We're currently experiencing intermittent CPU spikes on one of our EPiServer sites.
Can anyone share some best practices when troubleshooting these problems?
I've tried LogParserStudio for IIS logs and DebugDiag for memory dumps, but with no luck.
Is WinDbg the way to go or some 3rd party application?
Windbg is still the golden standard to analyse such issue. Remember you can always reach out to developer support service for further assistance.
nothing yet has beaten windbg. you can also try to open process dump in VS (2019 actually has some nice updates and you can mix match process architectures and open 64bit dumps as well). look for threads, their running time and CLR stack. that would be perfect starting position :)
Agree with Valdis, Windbg is the greatest (if you learn how to use it..).But I would say that VS2019 is a great alternative and more easy to use
If you are able to reproduce the bad performance locally you can use the performance profiler tool in VS 2017. That has found plenty of performance issues for me.
If it occurs on production I usually start by analyzing IIS logs to find see if any particular page / service has an absurd mean execution time. I use Log Parser Studio for this. There is a pretty good query call top 25 slowest urls that can get you started in the right direction. Also check scheduled jobs and what execution time those have in Episerver admin.
If all else fails...
I am ovbiously biased but I find it more often than not it is easier to use windbg to find out a 100% CPU problem's root cause. Know a few basic command like .threadpool, .runaway or .clrstack will help you narrow down if not find out where the problem is.
Thanks everyone for sharing thoughts and ideas!
Should I use an "ordinary" process dump or a crash dump for troubleshooting?
Right now we have an "ordinary" process dump from when the process has exceeded 80% CPU for 20 seconds (DebugDiag).
every dump is valuable (most of the time). don't forget to bring also mscordacwks.dll from the server (it's required for windbg to match runtime info properly).
It is valuable to setup load tests and hopefully get a controlled way to reproduce. Makes it a lot easier to get a well timed memory dump as well.
For local profiling dotTrace is still my pick. Can be easily combined with local load test if a single request doesn't reveal things.
Like Johan, I usually do several local profiling sessions (using dotTrace and sometimes dotMemory) to measure, improve and repeat. I usually do this to the app startup, to isolated flows or pages and to complicated logic. The idea is that if the code is improved to the load of one user, it should definitely also perform better for many users.
To perform simple local "load tests" of single URLs, I use the Bombardier HTTP benchmark tool.
But I also look at Application Insights after doing load tests on load balanced servers. Then I try to replicate locally to yet another round of measure, improve and repeat.
For production issues, I would first take a look at the Application Insights (for sites that use it). Mainly to determine pages or dependencies to investigate further.
you are all lucky when you can replicate issue locally :)
Yeah, I always feel so lucky. And have great bug hunters on my team.

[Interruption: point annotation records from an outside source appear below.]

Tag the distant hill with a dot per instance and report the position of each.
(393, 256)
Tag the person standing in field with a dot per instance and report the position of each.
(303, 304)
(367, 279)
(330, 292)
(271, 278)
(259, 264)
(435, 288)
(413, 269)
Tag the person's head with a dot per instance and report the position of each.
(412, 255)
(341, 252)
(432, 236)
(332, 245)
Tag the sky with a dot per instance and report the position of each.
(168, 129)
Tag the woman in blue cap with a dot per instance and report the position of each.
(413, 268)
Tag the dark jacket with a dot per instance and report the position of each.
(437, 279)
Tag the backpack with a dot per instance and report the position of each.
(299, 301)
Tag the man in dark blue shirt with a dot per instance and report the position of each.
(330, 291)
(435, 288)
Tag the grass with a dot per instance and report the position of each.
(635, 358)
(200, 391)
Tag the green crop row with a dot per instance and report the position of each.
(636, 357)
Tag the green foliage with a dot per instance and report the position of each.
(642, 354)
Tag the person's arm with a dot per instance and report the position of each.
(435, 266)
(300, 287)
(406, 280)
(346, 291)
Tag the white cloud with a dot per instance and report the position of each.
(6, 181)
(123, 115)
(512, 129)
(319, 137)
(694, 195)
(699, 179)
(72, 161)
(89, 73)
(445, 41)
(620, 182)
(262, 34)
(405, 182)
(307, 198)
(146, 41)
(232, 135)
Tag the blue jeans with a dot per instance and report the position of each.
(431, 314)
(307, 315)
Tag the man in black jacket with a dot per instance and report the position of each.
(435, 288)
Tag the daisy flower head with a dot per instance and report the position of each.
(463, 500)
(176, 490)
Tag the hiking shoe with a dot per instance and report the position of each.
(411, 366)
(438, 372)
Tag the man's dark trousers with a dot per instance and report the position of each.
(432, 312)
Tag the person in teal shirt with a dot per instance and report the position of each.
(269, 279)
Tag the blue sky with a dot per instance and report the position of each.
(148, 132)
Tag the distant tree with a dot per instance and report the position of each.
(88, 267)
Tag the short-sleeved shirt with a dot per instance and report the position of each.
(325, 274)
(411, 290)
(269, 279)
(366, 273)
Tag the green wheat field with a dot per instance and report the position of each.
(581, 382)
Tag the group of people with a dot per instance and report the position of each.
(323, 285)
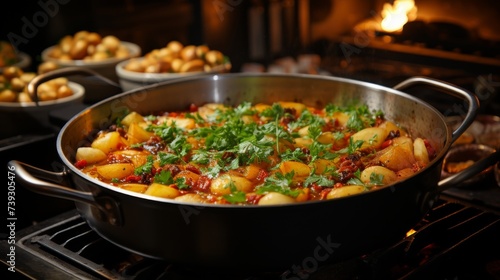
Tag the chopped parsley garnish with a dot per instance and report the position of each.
(280, 183)
(146, 168)
(164, 177)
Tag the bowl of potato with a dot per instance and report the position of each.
(91, 50)
(173, 61)
(21, 114)
(9, 56)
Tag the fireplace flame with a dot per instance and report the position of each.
(396, 15)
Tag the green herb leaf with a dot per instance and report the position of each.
(146, 168)
(164, 177)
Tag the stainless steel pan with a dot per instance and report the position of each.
(255, 238)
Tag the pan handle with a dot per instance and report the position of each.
(63, 72)
(37, 180)
(468, 173)
(452, 90)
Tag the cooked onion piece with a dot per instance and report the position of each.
(262, 154)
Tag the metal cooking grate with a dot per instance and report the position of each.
(451, 233)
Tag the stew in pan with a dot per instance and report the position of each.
(278, 153)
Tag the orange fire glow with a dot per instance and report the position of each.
(396, 15)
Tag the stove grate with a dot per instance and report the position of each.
(451, 234)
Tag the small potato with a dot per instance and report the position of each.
(183, 123)
(111, 43)
(259, 107)
(405, 173)
(345, 191)
(17, 84)
(160, 190)
(89, 154)
(122, 52)
(190, 198)
(107, 142)
(251, 171)
(221, 185)
(399, 155)
(391, 126)
(79, 49)
(302, 142)
(93, 38)
(330, 138)
(99, 56)
(177, 65)
(420, 152)
(139, 188)
(131, 118)
(137, 134)
(135, 66)
(188, 53)
(47, 95)
(137, 157)
(372, 137)
(201, 51)
(214, 57)
(64, 91)
(175, 46)
(115, 170)
(47, 67)
(274, 198)
(341, 118)
(8, 95)
(299, 169)
(195, 65)
(298, 107)
(320, 165)
(388, 176)
(190, 178)
(24, 97)
(208, 110)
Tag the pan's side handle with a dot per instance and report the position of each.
(452, 90)
(63, 72)
(37, 180)
(470, 171)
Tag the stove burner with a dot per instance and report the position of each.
(454, 240)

I guess the conclusion is to get more information in the form of either logs or crash dumps and focus on analyzing those. Avoid starting to look at code and guess what the problem can be / applying random fixes.
There is another psycological advantage to this as well. If you can measure the problem first, ask for time, then fix it and measure it again, it makes it much easier to explain to end-customer why they should pay you.
If you can state that it was feature X that was the problem and that you have now improved performance by 50% which resolved the issue you are less likely to have a bouncing invoice at the end of the day. Coding is fun but getting paid for coding is even more fun!
Thank you once again!
I decided to upload our memory dump to the EPiServer Developer support. They know more about this than I :-)
If you give the ticket number I will try to look into it if time permits :)
I did look into it and provided my thoughts to support. Apparently you received it. So let's try that way to see how it goes.
I received it, yes.
Thank you for taking your time looking into the problem! It's greatly appreciated.
awesome if case permits - you could follow-up here and share what's sharable. what was wrong, any gotchas and things others should keep in mind..